Я смотрел на свое тело, на Делию, на Биг-Бига, на хаос и лихорадочные движения, но при этом я слышал прекраснейшее пение множества голосов вокруг Блондина. Я указал на себя:
— Но я же умер.
— Ты был мертвым. — Он помолчал, держа в руке книжку, которую он читал, когда сидел в заднем ряду слушателей. Эта была черная записная книжка, похожая на мою. Внутри он написал какие-то слова самым красивым почерком, какой мне приходилось видеть. Он засунул книжку между поясом моих брюк и спиной, а потом потянулся внутрь меня и извлек что-то непонятное. Нечто темное и болезненное. Затем он повернулся ко мне, прижал губы к моему рту и резко выдохнул. Его дыхание наполнило и согрело меня. — Теперь ты живой, — сказал он.
В это мгновение мир света, где я стоял, вдруг потемнел, и мне стало холодно, как никогда в жизни. Только губы оставались теплыми и влажными. И солеными на вкус. Это означало только одно.
Слезы Делии.
И где-то посреди этой тьмы я услышал шепот отца.

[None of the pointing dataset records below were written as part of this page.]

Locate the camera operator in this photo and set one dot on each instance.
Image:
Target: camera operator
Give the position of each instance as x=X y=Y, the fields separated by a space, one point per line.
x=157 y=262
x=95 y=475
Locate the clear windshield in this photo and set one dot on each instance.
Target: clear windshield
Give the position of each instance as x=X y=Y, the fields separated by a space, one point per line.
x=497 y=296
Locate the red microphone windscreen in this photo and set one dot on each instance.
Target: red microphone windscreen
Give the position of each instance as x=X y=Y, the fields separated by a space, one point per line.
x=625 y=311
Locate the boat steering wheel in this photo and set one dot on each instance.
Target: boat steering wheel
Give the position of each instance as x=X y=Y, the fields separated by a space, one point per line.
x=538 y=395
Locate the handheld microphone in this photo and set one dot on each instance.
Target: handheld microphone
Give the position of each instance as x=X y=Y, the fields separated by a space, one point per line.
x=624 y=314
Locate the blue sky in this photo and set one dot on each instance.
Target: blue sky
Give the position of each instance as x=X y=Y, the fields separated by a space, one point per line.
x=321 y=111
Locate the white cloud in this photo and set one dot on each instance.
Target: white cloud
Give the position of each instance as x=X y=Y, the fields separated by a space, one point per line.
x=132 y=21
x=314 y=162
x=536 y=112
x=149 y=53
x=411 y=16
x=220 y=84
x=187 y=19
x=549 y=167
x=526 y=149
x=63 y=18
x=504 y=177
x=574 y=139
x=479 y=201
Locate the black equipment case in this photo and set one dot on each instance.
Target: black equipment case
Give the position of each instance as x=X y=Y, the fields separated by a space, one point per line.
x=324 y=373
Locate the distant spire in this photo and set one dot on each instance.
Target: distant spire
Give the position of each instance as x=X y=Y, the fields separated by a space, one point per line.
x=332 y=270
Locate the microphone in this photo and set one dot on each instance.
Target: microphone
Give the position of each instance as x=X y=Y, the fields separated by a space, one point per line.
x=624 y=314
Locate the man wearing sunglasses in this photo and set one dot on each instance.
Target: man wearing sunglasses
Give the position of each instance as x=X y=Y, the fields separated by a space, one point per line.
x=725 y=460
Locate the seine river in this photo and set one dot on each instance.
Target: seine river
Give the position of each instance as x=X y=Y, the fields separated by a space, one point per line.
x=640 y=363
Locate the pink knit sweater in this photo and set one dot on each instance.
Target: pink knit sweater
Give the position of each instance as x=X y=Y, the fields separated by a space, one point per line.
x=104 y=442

Ясное дело, что когда я открыл глаза, это вызвало бурное смятение. Санитары появились через несколько минут; они положили мне на лицо кислородную маску, вставили в руку иглу и начали задавать вопросы, на которые я не мог ответить тогда и не могу сейчас. Скажу вам то же самое, что я говорил им: я был мертвым. Я смотрел на себя сверху, у меня не было пульса и вообще каких-либо признаков жизни. Потом я сразу ощутил под собой мягкую траву, леденящий холод и соленый вкус на губах. Потом я начал понемногу согреваться, и голубой оттенок моей кожи стал бледно-розовым. Я ничего не понимал. В одну секунду я был мертв, а в следующую — вроде бы жив. У меня не было слов, чтобы описать это состояние. Я знаю лишь одно: где-то в промежутке между «здесь» и «там» порванные нити моей жизни срослись заново. Как бы это ни случилось, я не знаю, почему это произошло, и, как мне казалось, не заслуживаю этого. Я во многом сомневаюсь, но две вещи мне известны без тени сомнения: я жив, и я не принимал участия в своем возвращении к жизни.